Individuals with autism also tend to experience anxiety. Therefore, a weighted blanket for anxiety works to alleviate a few symptoms of autism as well. The pressure triggers the nervous system, which in return lowers the heart rate and breathing and allows an individual to sleep calmly. It may also allow your brain to release serotonin to keep you in a good mood and enjoy an undisrupted sleep.
Also, the weight of the blanket causes a sensory effect which produces a soothing effect to make the individuals with autism feel secure and protected.

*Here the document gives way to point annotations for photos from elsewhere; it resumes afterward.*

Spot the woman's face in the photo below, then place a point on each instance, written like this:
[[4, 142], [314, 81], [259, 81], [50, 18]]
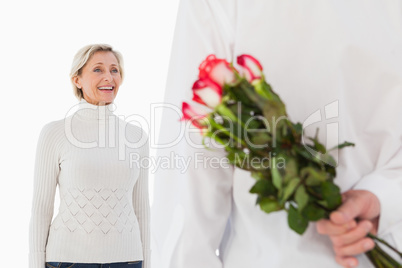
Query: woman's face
[[100, 78]]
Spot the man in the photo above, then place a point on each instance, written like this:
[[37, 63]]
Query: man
[[338, 59]]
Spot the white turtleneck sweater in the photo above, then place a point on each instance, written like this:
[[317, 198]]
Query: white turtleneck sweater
[[95, 158]]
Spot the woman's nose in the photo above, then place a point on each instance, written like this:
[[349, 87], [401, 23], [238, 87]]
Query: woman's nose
[[108, 77]]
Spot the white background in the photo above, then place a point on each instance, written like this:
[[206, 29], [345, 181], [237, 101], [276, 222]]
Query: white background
[[38, 42]]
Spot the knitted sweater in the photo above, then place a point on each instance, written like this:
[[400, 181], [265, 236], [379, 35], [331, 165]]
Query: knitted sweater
[[95, 158]]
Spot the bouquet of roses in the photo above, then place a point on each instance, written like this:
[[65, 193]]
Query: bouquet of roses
[[241, 112]]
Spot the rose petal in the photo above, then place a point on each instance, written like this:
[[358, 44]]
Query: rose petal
[[218, 70], [251, 67], [207, 92]]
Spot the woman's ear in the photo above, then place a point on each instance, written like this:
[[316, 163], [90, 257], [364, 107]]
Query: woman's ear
[[76, 81]]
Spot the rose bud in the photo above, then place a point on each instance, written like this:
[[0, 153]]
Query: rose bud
[[251, 67], [207, 92], [218, 70]]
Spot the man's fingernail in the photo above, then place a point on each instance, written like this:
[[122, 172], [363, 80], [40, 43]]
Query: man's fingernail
[[367, 245], [351, 264], [367, 227]]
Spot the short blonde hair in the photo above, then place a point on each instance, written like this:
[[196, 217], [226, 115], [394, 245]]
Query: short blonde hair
[[82, 57]]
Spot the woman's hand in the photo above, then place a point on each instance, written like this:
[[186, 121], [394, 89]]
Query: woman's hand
[[348, 226]]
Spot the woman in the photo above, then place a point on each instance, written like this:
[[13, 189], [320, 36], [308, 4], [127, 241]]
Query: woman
[[103, 219]]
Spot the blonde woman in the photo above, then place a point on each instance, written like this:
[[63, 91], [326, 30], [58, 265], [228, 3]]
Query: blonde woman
[[103, 218]]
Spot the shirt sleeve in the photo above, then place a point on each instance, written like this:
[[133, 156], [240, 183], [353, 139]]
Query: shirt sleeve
[[386, 183], [192, 194], [141, 205], [45, 181]]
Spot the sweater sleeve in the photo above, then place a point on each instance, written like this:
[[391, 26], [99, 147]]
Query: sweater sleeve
[[141, 206], [46, 172]]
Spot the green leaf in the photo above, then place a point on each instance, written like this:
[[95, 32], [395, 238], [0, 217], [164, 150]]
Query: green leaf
[[269, 205], [264, 188], [296, 221], [290, 189], [276, 176], [313, 176], [331, 194], [313, 212], [259, 138], [328, 159], [301, 197]]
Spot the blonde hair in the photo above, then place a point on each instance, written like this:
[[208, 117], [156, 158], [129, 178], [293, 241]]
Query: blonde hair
[[82, 57]]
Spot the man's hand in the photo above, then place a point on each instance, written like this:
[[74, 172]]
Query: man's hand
[[348, 226]]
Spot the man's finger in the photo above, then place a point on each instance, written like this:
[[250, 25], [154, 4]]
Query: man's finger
[[352, 236], [326, 227]]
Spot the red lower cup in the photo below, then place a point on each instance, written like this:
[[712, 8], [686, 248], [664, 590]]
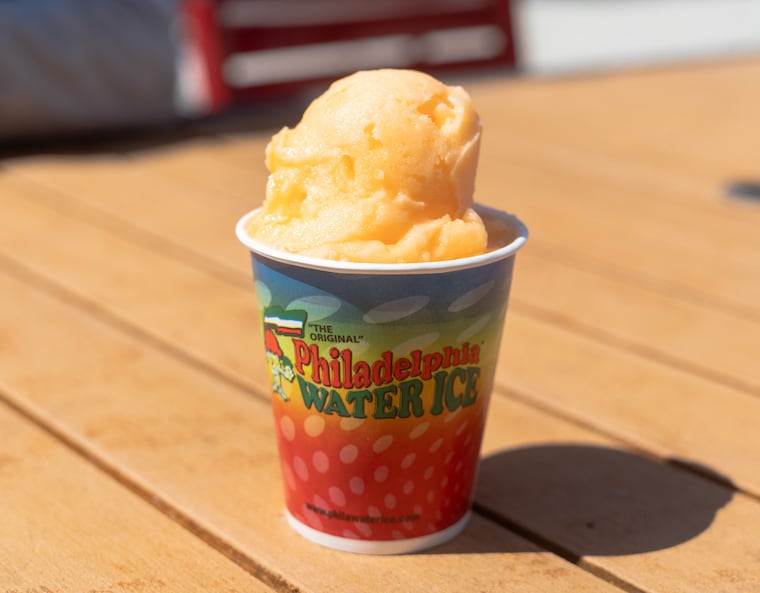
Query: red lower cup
[[380, 377]]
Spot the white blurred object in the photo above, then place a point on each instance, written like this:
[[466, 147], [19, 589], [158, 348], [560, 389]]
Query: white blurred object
[[558, 36]]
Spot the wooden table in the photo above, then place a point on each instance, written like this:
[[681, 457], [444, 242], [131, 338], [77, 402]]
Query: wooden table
[[622, 451]]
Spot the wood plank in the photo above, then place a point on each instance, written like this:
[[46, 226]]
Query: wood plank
[[191, 442], [223, 336], [660, 319], [644, 525], [208, 452], [68, 527], [707, 341], [668, 412]]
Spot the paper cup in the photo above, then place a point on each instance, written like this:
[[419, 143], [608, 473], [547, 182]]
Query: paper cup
[[380, 376]]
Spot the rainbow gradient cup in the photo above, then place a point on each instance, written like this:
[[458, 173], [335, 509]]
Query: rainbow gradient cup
[[380, 377]]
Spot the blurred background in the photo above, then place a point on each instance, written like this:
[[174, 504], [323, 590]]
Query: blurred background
[[81, 66]]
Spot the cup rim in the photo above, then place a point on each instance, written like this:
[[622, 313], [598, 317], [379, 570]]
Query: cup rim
[[348, 267]]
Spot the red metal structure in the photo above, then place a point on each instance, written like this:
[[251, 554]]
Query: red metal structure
[[261, 48]]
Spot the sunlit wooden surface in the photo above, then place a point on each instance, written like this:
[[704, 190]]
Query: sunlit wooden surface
[[622, 451]]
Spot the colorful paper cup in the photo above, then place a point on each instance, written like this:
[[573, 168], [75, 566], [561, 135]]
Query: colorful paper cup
[[380, 376]]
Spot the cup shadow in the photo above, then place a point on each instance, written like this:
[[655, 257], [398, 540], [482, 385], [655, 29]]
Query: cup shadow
[[588, 500]]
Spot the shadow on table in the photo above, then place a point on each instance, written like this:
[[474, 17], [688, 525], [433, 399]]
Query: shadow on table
[[580, 500]]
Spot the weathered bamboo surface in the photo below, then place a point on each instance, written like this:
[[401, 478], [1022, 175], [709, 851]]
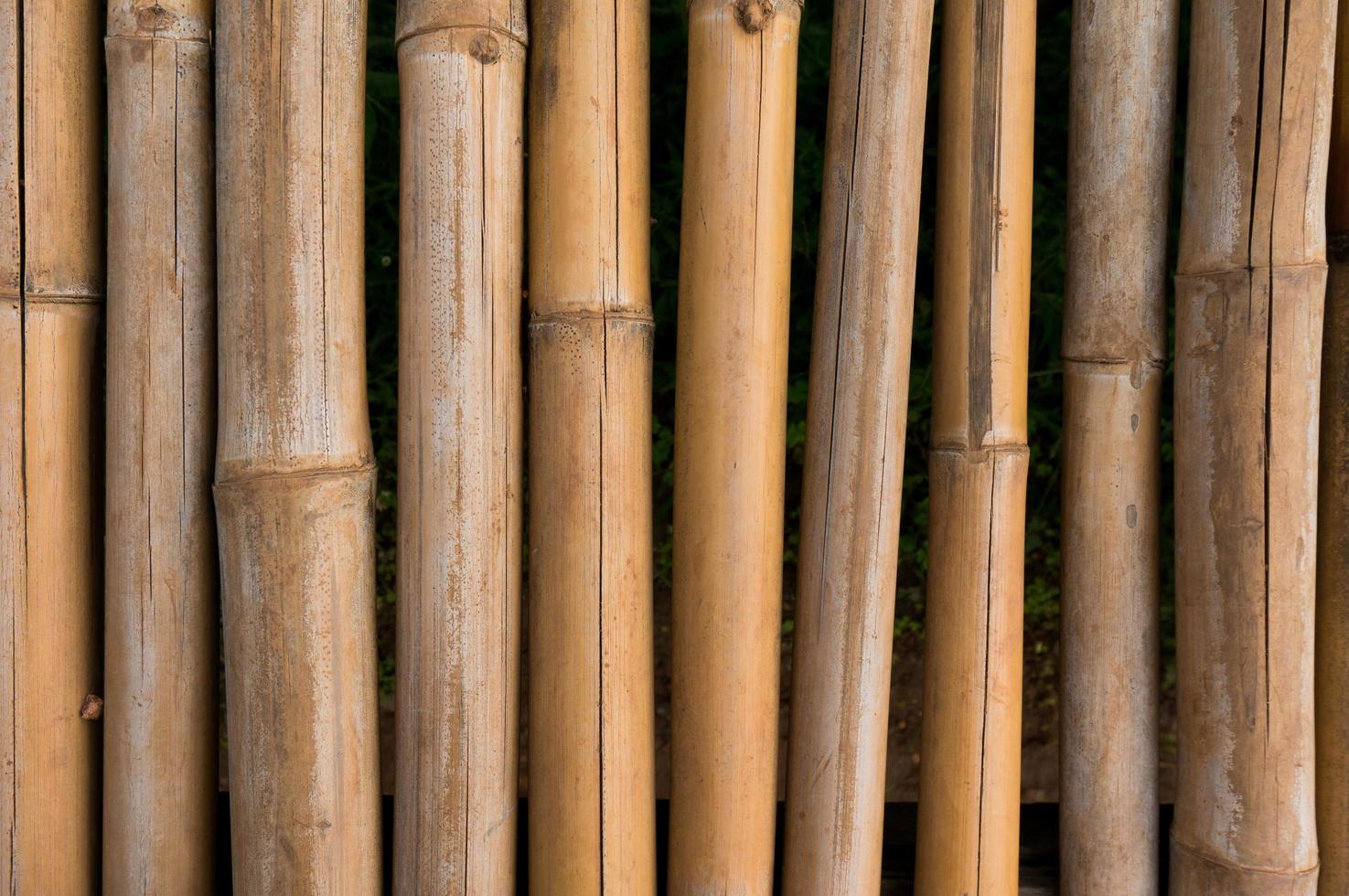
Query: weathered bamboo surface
[[51, 280], [591, 695], [462, 67], [161, 740], [730, 443], [1115, 348], [294, 465], [1333, 507], [1249, 295], [854, 448], [969, 782]]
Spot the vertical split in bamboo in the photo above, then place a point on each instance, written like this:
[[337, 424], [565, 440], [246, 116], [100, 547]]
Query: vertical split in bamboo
[[1115, 347], [51, 280], [730, 443], [294, 468], [161, 742], [1333, 505], [462, 68], [591, 741], [1249, 295], [854, 447], [969, 785]]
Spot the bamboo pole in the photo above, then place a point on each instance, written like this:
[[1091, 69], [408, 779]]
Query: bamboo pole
[[462, 68], [591, 714], [1332, 671], [294, 471], [1249, 297], [1115, 347], [854, 448], [161, 743], [51, 278], [730, 443], [969, 784]]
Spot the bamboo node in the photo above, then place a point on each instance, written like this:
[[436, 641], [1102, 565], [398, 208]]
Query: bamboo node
[[755, 15], [485, 48]]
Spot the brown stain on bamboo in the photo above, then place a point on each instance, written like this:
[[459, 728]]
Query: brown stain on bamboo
[[1333, 505], [51, 280], [591, 713], [730, 448], [1124, 59], [1249, 295], [294, 467], [462, 69], [860, 368], [971, 720], [161, 731]]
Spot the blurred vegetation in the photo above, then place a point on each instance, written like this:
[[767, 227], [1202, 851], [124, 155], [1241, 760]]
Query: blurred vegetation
[[668, 81]]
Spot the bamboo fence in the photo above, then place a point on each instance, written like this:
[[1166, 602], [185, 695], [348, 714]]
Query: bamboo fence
[[51, 281], [1249, 295], [161, 740], [591, 692], [1115, 348], [294, 468], [854, 456]]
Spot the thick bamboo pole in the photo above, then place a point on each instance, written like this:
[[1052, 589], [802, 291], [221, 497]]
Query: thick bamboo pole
[[1115, 347], [730, 442], [969, 785], [51, 278], [1333, 507], [591, 714], [1249, 295], [462, 67], [294, 465], [162, 604], [854, 447]]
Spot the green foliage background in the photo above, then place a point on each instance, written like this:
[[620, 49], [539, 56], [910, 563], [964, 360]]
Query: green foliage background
[[669, 36]]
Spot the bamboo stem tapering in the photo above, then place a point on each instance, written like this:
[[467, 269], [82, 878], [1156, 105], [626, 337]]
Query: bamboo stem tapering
[[294, 468], [730, 443], [51, 280], [969, 783], [854, 447], [1115, 347], [1249, 297], [462, 69], [1333, 505], [162, 604], [591, 715]]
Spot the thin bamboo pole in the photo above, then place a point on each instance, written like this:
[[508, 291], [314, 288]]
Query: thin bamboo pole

Do Weighted Blankets Really Work?
According to a study, the anxiety in adults was eased by 60% when using a 30-pound weighted blanket. It allowed them to feel relaxed. Whereas in children, their sleeping time didn’t change much but the quality of their sleep increased drastically and the autistic children liked sleeping with a weighted blanket more than the ordinary ones.

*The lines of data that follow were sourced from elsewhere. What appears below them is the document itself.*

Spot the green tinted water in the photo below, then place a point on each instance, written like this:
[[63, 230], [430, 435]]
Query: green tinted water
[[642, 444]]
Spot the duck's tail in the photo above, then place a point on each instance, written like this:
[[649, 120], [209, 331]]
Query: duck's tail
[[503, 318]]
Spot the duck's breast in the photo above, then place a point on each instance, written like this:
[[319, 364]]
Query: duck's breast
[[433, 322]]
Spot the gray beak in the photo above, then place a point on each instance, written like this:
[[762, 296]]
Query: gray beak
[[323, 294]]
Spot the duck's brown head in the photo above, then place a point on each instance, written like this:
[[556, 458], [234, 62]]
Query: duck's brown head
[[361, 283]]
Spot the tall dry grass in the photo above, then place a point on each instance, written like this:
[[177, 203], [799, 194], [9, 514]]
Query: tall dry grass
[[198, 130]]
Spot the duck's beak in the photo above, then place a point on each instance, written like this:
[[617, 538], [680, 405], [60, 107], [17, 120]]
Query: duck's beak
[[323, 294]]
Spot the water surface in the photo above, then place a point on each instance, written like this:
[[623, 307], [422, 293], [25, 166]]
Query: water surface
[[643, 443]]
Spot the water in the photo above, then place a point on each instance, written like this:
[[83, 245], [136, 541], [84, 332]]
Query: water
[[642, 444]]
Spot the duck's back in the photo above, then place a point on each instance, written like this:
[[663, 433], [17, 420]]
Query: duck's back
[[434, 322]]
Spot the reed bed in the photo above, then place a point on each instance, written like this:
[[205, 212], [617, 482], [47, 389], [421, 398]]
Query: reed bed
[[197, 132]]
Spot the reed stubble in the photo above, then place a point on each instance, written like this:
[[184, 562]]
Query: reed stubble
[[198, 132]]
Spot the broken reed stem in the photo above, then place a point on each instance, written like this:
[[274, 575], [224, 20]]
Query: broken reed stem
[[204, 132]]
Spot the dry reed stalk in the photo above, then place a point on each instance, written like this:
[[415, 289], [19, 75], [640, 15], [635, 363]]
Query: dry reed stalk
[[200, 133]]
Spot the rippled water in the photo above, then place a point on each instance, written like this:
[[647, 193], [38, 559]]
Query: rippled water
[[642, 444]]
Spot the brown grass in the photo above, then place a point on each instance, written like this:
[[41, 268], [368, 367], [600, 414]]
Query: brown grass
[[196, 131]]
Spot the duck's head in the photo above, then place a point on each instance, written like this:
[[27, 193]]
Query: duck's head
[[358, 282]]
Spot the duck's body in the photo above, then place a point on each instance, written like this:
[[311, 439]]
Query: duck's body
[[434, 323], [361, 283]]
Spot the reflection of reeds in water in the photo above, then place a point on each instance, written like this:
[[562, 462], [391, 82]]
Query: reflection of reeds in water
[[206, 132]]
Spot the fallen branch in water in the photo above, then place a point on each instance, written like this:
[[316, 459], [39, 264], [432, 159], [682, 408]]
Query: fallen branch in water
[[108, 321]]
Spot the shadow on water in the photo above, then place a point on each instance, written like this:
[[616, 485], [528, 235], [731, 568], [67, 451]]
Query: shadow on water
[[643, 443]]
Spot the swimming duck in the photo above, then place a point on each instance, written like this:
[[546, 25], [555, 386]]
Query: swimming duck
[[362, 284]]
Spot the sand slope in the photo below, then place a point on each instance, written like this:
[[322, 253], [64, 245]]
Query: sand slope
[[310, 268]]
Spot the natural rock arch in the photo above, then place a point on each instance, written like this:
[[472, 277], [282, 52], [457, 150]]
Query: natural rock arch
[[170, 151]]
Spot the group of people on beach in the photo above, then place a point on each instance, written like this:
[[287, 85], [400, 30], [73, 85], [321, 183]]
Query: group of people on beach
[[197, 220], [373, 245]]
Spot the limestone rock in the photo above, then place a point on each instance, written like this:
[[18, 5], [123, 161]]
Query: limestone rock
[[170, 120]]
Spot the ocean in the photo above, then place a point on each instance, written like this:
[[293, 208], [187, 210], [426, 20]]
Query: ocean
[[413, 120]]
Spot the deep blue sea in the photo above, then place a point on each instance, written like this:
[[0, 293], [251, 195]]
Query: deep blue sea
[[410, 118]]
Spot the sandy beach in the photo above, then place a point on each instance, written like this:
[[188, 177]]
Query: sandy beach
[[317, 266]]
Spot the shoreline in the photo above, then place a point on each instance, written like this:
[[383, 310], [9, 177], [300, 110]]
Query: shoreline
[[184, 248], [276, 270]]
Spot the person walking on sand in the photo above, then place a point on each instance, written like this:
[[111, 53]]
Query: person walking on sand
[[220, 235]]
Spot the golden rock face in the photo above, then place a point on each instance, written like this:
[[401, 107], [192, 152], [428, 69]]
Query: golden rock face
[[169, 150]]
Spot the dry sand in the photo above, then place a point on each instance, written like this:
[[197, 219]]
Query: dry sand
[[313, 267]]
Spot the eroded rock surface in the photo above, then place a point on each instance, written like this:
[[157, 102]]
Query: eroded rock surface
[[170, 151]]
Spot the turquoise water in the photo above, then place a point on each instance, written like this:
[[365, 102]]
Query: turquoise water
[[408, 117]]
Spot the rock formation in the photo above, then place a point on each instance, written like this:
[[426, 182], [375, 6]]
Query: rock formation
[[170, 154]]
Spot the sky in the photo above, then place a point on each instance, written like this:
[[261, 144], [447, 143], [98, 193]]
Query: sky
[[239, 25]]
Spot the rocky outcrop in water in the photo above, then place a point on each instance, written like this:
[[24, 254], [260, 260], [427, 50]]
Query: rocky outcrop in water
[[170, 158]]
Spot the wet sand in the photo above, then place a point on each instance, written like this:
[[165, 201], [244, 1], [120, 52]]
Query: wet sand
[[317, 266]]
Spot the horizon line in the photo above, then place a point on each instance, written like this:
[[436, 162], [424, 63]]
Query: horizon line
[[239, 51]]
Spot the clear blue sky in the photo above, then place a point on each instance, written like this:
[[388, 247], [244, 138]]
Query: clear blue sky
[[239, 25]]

In a nutshell, if your child likes to sleep with a weighted blanket as it helps them sleep better, then there’s no reason why you shouldn’t allow them to use it. Just be careful to use it correctly.
How to Use Weighted Blankets the Right Way?
If weighted blankets are not used correctly, they can pose some serious risks. It’s also essential that children under the age of two years old shouldn’t be allowed to use weighted blankets, as it may elevate the risk of suffocation.
A weighted blanket isn’t also suitable for individuals with sleep apnea, asthma, and claustrophobia as it may disrupt their peaceful sleep.
However, a weighted blanket used with sufficient care won’t pose any risks. A good initial guideline is that a blanket should weigh between 15 to 20% of the body weight. You can start with the lower weight limit and go higher gradually. For instance, if your child’s weight is 45 lbs, it’s safe to have a weighted blanket that weighs between 7 and 9 lbs. Your child’s preference is important as well. If they don’t like wearing one, don’t force them to do so.
What to Consider Before Buying a Weighted Blanket?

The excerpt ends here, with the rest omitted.